Anyone who's ever done their homework on the subject knows that Christianity is basically plagiarized from a lot of other religions--including the pagan beliefs that preceded it. It's no coincidence that Easter tends to coincide with the spring equinox and Christmas falls close to the winter solstice--both important symbolic events in a lot of long-dead polytheist faiths--and both holidays incorporate symbols and practices, like eggs and rabbits and evergreen trees, that had significant meaning to another religion. The pagan roots are evident in more or less every permutation of Christianity but it's most obvious in Catholicism.

Catholicism predates other denominations, so it was the one that the 'heathens' were first exposed to. The first Catholics from Celtic and Germanic and Norse tribes were converts from various flavours of paganism--because old habits die hard, they didn't entire drop everything associated with their former belief. (Even Emperor Constantine, after he converted to Christianity, routinely made sacrifices to Ares and Apollo.) Because of that, and possibly also because the church itself was trying to make itself seem appealing to pagans, a lot of practices and rituals persisted despite having nothing to do with Christianity at all--they were rooted in pagan beliefs.
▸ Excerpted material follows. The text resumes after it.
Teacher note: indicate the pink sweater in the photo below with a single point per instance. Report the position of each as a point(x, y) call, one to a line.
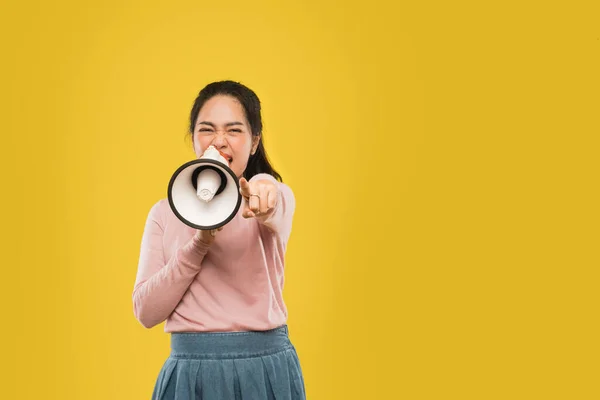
point(235, 284)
But all Christian denominations view Christmas and Easter with reverence and embrace the pagan symbols they've absorbed. What makes Catholicism stand out as being clearly based on paganism is the fact that it is itself essentially paganism.

Think about it.

On paper there is only one god, but Catholics revere the Holy Trinity of father and son and holy spirit. They are on the same level. They are all gods. Look at the way Catholics in particular worship the Virgin Mary. What is she but a goddess?

Look at the saints. The saints are demigods. Like the gods of Greek mythology, the saints are cast as the protectors or stewards of specific things--of war, of learning, of travel, of childbirth. The list goes on and on. Even today, when some Catholics want to, say, pray for a safe journey when they're about to go on a trip, they pray not to their head honcho god but to Saint Christopher.

What is that but paganism?

Catholics really hate it when you point that out.